ROBINSON. Theodore
(b. 1852, Irasburg, d. 1896, New York)

Biography

American painter, active also in France. Brought up in Evansville, WI, he studied art briefly in Chicago at the end of the 1860s, and in New York at the National Academy of Design (1874-76). His early work was in the painterly American genre tradition of Winslow Homer. From 1876 to 1878 he studied in Paris under Carolus-Duran, alongside John Singer Sargent, and under Jean-Léon Gérôme.

In 1879 Robinson returned to the USA and lived mainly in New York and Boston; he made a living by teaching and by assisting John La Farge and Prentice Treadwell with mosaic and stained-glass decorations for the Metropolitan Opera House, New York. In 1881 he was elected to the Society of American Artists, a group in revolt against the conservatism of the National Academy.

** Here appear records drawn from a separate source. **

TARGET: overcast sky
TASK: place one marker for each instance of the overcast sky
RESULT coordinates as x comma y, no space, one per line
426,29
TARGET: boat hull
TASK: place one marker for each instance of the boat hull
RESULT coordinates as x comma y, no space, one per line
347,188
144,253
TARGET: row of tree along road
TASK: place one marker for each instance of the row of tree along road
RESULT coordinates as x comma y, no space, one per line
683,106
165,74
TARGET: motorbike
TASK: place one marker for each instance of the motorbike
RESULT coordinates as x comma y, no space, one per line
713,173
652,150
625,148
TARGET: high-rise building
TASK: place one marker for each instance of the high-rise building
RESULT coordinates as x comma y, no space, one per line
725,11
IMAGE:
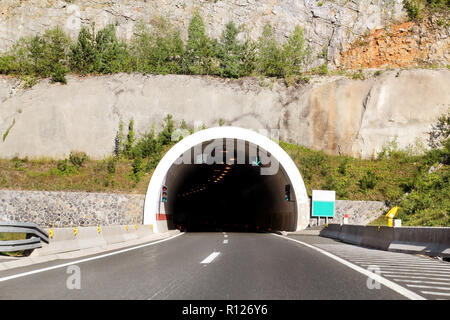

Returning to France in 1884, Robinson worked in Paris and Barbizon and was strongly influenced for a time by the Barbizon school. A crucial event was his meeting with Monet at Giverny, near Rouen, in 1887. By 1888 they were close friends and Robinson began to develop his own Impressionist style, which was never as extreme in its use of broken colour as that of Monet. His aim, as he wrote in his journal, was to combine Impressionism's 'brilliancy and light of real outdoors' with 'the austerity, the sobriety, that has always characterized good painting'. Cézanne seems to have influenced the strong compositional structure of his paintings, and his best work was done mostly in France during the next four years. He also painted in Italy for several months in 1890 and 1891. His favourite subjects were landscapes and intimate vignettes of farm and village life, such as the Watering Pots (1890; New York, Brooklyn Museum of Art), In the Grove (c. 1888; Baltimore, MD, Museum of Art) and Wedding March (1892; Terra Foundation for American Art, Chicago).

Since models were expensive and Robinson was poor, he often took photographs as studies for his figure compositions. It is possible that his interest in photography and its relation to painting may have encouraged Monet to try similar experiments.